When Would A Business Consider Filing A Chapter 7 Bankruptcy In New Jersey?
The circumstances that may cause a business to consider filing a Chapter 7 as a debt relief option are widely varied. However, there are some general universal presenting issues. One common scenario is a liquidity crisis experienced by a company with diminished cash flow to meet the employer’s routine ongoing monthly operating expenses. There often are more drastic circumstances when a landlord who is owed delinquent rent chooses to file a summary dispossession action to evict a tenant threatening the ongoing business operations. Another triggering event could be multiple lawsuits that are filed by creditors of the business as well as monetary judgments that result in potential levies upon business assets. Finally, a business might consider the need to take some type of action and choose to file Chapter 7 after a simple default on a secured loan and with an objective to achieve a renegotiation or more favorable terms in a bankruptcy case.
Can Any Type Of Business File A Chapter 7 Bankruptcy In New Jersey?
Nearly every of businesses is eligible to file Chapter 7. There are some exclusions for entities that are banks and domestic insurance companies and firms that sell and service stock and securities. Corporations, general partnerships, limited partnerships, limited liability partnerships, and limited liability companies are all eligible to file. Sole proprietorships are also eligible. In those instances, an individual will be the Debtor because they have not created a separate business entity.
Can A Company That Files A Chapter 7 Bankruptcy In New Jersey Start A New Business?
A company that files a Chapter 7 surrenders both the ability to operate and the control of its assets to a Chapter 7 trustee. A company that has filed Chapter 7 ceases to exist. The stockholders of the company are replaced by a Chapter 7 trustee. Nevertheless, the individual equity owners can elect to create a new business with funding and assets unrelated to the Chapter 7 Debtor. The Debtor entities assets are under the jurisdiction and control of the bankruptcy court and the Chapter 7 trustee.
What Qualifications Does A Business Need To Meet In Order To File A Chapter 7 Bankruptcy In New Jersey?

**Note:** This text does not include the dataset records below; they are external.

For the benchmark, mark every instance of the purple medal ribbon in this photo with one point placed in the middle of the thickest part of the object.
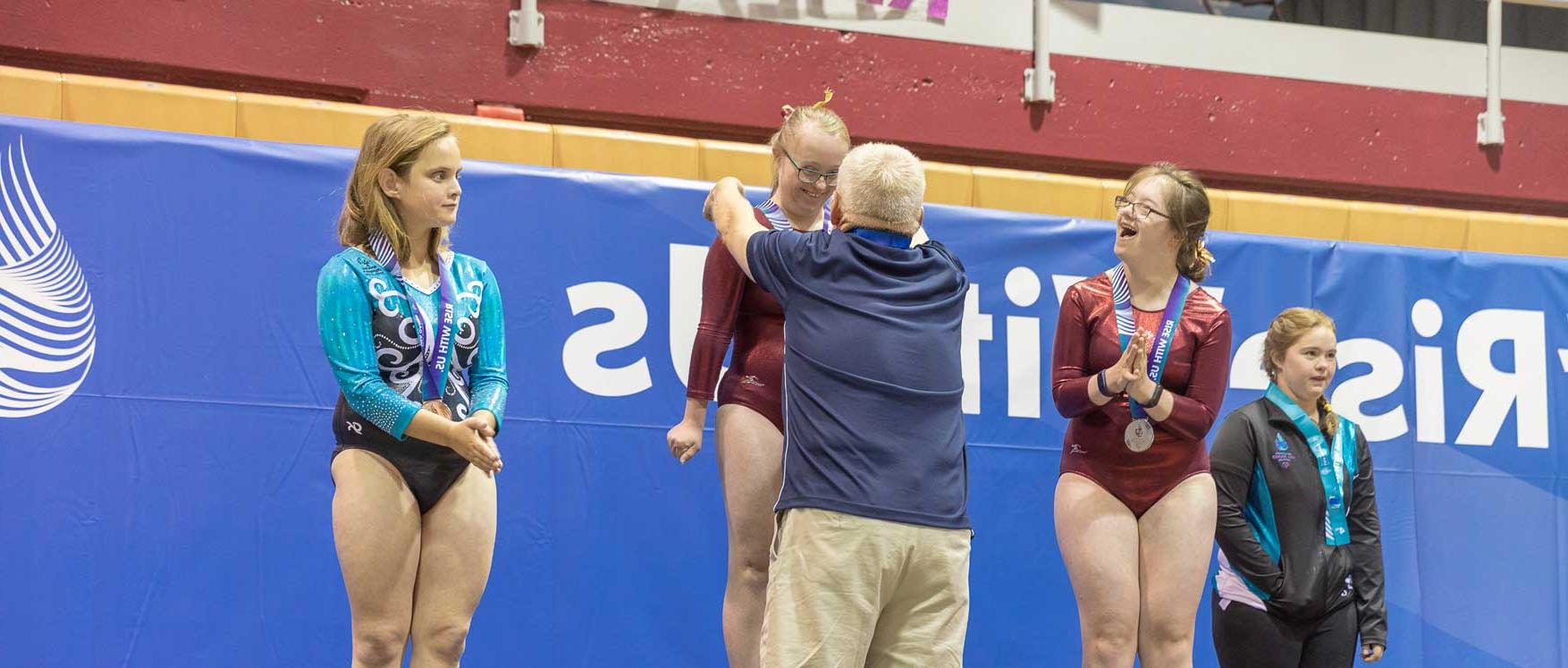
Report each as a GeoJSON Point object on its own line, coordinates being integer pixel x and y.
{"type": "Point", "coordinates": [436, 342]}
{"type": "Point", "coordinates": [1126, 325]}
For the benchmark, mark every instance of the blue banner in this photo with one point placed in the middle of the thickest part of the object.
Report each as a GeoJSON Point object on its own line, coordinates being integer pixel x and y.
{"type": "Point", "coordinates": [165, 414]}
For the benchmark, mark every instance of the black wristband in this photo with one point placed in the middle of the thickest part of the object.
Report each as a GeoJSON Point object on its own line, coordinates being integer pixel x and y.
{"type": "Point", "coordinates": [1154, 399]}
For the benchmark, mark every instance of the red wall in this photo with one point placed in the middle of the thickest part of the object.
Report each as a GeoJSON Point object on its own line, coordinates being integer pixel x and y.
{"type": "Point", "coordinates": [662, 71]}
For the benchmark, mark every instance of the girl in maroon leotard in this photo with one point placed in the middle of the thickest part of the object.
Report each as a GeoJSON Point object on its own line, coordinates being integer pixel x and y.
{"type": "Point", "coordinates": [1135, 505]}
{"type": "Point", "coordinates": [750, 424]}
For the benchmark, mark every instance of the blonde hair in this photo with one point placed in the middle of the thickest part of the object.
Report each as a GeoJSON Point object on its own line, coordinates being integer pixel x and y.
{"type": "Point", "coordinates": [391, 143]}
{"type": "Point", "coordinates": [1187, 206]}
{"type": "Point", "coordinates": [1283, 333]}
{"type": "Point", "coordinates": [881, 187]}
{"type": "Point", "coordinates": [796, 121]}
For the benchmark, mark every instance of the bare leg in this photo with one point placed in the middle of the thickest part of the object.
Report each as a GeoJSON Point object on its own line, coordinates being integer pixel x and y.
{"type": "Point", "coordinates": [1100, 545]}
{"type": "Point", "coordinates": [752, 470]}
{"type": "Point", "coordinates": [376, 530]}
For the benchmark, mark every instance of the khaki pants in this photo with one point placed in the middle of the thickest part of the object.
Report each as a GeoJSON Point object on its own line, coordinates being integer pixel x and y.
{"type": "Point", "coordinates": [850, 591]}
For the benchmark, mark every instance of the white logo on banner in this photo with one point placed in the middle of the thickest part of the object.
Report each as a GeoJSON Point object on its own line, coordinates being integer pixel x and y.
{"type": "Point", "coordinates": [1518, 389]}
{"type": "Point", "coordinates": [47, 333]}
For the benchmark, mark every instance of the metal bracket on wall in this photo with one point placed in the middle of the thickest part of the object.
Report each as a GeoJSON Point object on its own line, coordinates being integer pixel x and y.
{"type": "Point", "coordinates": [1488, 124]}
{"type": "Point", "coordinates": [526, 25]}
{"type": "Point", "coordinates": [1040, 82]}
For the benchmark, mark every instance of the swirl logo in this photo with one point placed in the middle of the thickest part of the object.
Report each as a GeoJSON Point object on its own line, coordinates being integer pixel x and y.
{"type": "Point", "coordinates": [47, 333]}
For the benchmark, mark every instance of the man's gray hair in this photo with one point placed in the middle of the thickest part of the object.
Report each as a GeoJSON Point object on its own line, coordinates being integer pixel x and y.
{"type": "Point", "coordinates": [881, 187]}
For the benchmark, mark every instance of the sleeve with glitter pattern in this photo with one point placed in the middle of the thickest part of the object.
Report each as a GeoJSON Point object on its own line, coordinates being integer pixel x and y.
{"type": "Point", "coordinates": [1195, 410]}
{"type": "Point", "coordinates": [1070, 374]}
{"type": "Point", "coordinates": [342, 312]}
{"type": "Point", "coordinates": [488, 375]}
{"type": "Point", "coordinates": [723, 284]}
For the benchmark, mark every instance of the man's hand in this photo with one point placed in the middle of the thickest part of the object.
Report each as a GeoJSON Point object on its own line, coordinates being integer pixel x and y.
{"type": "Point", "coordinates": [721, 190]}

A business entity does not have to complete the administrative requirement of credit counseling. Nevertheless, A business must be a separate legal entity validly created under the laws of the state where the case is filed. An entity can also file a Bankruptcy case where their principal place of business or domicile is located or where the principal assets of the company are located. A corporation that has ceased to pay annual fees may have its corporate charter revoked would not be eligible to file bankruptcy unless reinstatement of the entity is achieved.
Although not a qualification, the primary reason a business would file a Chapter 7 would be based on the existence of substantial debts and the related circumstances that caused the insolvency. Usually, it’s a combination of adverse financial events that confront the business simultaneously.
What Debts Can Be Discharged In A Chapter 7 Business Bankruptcy?
In a Chapter 7 Business Bankruptcy, the entity itself does not receive a discharge of debt. For that reason, there is no formal extinguishment of debt as the final conclusion as occurs in a Chapter 7 individual case. After a case is administered by a Trustee and distributions made to creditors any remaining outstanding business debt owed to creditors when a case is closed remains attached to the corporate entity. The legislative history supports a policy to prevent possible sale of corporate shells of bankrupt entities.